Think it is down to the coat care, takes so much time to keep it looking and smelling good


----------



## CE1985F (Jun 27, 2011)

I'm being naughty and posting from work! :scared:

We on have 19 entered. :thumbup:


----------



## Freyja (Jun 28, 2008)

We've got 179 dogs giving 201 entries which is about average for a breed club show. Some of the champ shows get much bigger entries nearer the 400 mark so for us it is quite small. I bet I am in the biggest classes though Romeo is in minor puppy dog and Simba in post grad dog.

I really wanted to enter Buck but toys are thursday and I'll be stuck at work.

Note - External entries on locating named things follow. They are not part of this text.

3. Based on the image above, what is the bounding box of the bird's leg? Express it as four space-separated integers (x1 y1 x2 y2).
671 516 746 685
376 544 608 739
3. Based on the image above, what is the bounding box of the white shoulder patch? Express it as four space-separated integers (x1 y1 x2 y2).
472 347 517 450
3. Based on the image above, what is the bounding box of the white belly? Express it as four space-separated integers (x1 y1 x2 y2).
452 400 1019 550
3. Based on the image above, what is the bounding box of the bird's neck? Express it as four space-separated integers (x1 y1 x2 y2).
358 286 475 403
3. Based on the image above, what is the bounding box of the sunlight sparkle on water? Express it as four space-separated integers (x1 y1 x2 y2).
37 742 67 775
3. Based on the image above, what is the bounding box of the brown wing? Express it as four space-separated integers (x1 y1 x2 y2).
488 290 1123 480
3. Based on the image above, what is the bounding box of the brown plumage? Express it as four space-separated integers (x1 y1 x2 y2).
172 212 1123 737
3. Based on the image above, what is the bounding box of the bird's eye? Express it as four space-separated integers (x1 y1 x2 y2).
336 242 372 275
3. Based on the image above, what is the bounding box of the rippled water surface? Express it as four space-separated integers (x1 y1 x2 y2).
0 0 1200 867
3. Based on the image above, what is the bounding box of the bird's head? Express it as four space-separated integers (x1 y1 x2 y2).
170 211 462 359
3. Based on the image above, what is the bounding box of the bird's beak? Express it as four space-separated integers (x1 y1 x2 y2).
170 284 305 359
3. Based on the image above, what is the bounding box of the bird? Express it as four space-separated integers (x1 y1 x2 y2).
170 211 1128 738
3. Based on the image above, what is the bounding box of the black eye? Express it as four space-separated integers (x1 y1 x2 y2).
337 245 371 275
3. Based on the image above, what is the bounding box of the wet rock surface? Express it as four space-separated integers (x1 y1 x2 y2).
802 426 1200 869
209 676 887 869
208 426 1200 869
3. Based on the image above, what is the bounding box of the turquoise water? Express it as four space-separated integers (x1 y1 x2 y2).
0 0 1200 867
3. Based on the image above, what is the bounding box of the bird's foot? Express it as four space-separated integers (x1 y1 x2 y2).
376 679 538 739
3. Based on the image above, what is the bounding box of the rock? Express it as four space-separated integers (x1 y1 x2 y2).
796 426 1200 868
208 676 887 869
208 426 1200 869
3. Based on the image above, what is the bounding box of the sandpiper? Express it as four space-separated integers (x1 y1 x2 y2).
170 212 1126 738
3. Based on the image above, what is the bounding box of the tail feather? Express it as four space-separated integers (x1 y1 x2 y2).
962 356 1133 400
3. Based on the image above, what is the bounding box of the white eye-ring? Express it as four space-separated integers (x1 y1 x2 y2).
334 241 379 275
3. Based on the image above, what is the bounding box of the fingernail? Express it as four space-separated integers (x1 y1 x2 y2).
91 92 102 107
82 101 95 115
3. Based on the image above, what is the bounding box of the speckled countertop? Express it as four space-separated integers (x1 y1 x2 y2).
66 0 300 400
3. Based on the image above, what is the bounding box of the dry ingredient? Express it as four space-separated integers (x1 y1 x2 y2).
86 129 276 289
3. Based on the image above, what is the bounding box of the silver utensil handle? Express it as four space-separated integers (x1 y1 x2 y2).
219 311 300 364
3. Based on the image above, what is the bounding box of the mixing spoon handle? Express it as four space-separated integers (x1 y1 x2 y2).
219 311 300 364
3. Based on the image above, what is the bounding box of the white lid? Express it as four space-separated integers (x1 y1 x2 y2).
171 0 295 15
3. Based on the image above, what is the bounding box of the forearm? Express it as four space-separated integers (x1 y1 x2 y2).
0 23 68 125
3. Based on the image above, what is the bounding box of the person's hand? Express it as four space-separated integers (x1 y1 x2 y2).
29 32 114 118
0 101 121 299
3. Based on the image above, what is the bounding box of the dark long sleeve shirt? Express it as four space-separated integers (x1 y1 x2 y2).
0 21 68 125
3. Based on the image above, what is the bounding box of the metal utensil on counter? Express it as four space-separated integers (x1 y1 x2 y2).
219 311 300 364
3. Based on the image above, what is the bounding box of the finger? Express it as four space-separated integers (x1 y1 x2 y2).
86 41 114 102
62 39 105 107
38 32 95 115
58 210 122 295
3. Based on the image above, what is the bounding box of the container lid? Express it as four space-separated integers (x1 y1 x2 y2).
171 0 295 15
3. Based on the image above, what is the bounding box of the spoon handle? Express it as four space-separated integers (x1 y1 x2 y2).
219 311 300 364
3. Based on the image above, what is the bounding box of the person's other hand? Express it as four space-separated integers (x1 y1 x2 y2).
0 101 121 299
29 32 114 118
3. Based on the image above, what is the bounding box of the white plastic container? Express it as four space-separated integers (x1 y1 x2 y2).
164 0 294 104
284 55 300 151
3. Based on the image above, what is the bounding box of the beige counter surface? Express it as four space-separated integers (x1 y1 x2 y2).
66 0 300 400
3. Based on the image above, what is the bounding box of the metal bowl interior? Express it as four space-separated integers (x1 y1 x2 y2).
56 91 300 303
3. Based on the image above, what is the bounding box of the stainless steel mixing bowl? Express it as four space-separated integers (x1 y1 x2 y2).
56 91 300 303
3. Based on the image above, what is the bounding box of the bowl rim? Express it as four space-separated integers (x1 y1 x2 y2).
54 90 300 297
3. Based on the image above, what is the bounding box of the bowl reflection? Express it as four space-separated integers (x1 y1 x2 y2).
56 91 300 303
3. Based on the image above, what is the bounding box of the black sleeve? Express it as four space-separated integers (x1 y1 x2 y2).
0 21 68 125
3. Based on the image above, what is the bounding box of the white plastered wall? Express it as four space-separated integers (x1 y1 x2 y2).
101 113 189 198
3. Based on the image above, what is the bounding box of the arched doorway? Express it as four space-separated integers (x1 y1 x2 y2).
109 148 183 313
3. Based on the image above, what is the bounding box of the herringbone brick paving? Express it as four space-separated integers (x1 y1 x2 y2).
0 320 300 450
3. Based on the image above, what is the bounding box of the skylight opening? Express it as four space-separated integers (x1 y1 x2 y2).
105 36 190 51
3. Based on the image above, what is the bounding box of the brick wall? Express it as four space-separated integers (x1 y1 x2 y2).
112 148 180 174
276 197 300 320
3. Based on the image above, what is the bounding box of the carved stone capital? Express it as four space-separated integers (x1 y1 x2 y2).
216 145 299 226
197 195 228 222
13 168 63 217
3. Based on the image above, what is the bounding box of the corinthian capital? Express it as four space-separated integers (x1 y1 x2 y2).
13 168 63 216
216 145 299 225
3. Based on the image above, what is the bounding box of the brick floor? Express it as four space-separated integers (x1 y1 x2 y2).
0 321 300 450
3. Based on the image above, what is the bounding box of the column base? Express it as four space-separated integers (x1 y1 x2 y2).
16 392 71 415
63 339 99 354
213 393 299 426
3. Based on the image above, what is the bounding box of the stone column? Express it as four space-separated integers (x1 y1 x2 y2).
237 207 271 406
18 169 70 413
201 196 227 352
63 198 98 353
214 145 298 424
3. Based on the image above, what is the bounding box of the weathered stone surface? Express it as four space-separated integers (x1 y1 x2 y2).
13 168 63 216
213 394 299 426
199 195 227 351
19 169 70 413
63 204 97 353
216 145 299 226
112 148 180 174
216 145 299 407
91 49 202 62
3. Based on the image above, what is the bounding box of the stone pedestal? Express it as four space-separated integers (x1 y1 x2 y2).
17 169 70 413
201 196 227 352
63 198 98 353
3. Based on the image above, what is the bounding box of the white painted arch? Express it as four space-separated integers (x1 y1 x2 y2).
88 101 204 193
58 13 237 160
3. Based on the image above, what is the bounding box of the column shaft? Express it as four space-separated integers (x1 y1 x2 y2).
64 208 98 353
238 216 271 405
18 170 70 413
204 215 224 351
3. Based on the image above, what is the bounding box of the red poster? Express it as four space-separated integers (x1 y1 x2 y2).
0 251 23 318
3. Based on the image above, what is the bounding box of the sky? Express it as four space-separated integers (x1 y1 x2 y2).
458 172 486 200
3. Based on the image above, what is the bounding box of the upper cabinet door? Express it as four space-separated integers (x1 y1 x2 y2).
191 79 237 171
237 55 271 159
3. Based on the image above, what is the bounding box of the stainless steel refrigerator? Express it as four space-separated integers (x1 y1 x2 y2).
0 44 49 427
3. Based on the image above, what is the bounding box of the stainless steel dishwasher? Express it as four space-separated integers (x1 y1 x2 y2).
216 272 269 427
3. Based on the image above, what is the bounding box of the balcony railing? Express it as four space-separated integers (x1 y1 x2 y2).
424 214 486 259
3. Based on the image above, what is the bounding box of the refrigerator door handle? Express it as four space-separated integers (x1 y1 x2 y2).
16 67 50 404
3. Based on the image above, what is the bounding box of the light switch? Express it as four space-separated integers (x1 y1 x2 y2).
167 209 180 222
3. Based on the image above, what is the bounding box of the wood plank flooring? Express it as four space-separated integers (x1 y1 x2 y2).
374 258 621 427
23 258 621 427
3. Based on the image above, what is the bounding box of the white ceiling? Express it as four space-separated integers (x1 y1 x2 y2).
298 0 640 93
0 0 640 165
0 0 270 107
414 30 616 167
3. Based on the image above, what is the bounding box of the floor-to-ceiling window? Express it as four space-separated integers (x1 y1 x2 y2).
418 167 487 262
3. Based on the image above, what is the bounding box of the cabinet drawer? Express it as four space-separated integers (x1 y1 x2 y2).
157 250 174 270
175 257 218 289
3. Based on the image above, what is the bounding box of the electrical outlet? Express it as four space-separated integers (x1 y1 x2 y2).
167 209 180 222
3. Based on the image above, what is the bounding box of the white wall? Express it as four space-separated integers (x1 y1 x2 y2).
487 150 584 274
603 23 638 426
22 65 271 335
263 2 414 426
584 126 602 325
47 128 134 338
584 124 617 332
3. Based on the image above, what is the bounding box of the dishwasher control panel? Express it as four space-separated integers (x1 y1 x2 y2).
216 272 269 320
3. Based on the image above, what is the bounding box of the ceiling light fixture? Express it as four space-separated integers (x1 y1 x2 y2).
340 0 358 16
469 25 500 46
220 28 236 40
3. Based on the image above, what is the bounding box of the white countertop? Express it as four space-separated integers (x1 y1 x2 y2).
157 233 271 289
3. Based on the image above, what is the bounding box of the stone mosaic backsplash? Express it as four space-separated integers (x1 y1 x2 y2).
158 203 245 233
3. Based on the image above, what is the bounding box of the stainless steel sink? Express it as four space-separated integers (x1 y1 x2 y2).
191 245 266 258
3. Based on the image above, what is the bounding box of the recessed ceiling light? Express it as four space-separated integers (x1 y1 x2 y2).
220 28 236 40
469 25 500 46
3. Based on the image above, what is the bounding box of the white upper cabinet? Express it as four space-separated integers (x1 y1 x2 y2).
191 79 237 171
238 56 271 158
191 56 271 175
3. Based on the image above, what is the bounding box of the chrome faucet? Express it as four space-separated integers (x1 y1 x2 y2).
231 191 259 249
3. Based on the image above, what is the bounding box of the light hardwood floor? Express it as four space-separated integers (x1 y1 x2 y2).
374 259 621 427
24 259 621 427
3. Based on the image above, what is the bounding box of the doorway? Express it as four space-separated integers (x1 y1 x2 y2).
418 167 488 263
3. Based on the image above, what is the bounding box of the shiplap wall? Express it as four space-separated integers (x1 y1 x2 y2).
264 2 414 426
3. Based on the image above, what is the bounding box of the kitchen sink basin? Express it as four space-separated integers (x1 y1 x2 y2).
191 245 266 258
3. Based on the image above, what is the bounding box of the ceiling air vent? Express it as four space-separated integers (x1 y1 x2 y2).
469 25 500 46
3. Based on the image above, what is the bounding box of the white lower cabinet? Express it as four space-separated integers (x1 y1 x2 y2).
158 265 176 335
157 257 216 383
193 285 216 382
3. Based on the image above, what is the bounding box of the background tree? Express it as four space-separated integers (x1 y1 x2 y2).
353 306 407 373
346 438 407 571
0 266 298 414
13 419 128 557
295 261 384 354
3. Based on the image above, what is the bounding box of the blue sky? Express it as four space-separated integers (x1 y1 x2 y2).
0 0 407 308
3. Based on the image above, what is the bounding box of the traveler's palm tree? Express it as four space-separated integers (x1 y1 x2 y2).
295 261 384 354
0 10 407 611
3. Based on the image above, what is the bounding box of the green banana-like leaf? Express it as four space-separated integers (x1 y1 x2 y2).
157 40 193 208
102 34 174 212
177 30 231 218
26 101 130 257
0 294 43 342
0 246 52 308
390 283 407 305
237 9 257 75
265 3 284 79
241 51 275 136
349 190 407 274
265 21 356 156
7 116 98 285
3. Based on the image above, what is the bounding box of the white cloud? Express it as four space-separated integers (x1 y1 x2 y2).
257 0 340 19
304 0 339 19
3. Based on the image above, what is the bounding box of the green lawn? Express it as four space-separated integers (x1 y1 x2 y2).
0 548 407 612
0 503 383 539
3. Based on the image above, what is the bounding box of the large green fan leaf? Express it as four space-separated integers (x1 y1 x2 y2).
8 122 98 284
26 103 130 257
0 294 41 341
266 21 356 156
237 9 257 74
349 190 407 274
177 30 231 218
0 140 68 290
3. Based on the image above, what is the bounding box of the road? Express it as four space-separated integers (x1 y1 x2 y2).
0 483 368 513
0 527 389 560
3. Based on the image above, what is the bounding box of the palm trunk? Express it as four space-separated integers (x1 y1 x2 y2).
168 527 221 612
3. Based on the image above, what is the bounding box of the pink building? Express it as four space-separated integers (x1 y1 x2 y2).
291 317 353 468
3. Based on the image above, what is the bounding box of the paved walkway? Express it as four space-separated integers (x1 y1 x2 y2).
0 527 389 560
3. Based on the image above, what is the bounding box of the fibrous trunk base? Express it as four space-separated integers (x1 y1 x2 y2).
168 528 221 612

Dexter you will be there the same day as us.


----------



## dexter (Nov 29, 2008)

got my pass today.


----------



## Freyja (Jun 28, 2008)

dexter said:


> got my pass today.


Mine came today too I entered online so was expecting to have to print them off again. So was quite surprised to find them there when I got home from work today.


----------



## dexter (Nov 29, 2008)

Freyja said:


> Mine came today too I entered online so was expecting to have to print them off again. So was quite surprised to find them there when I got home from work today.


me too...........


----------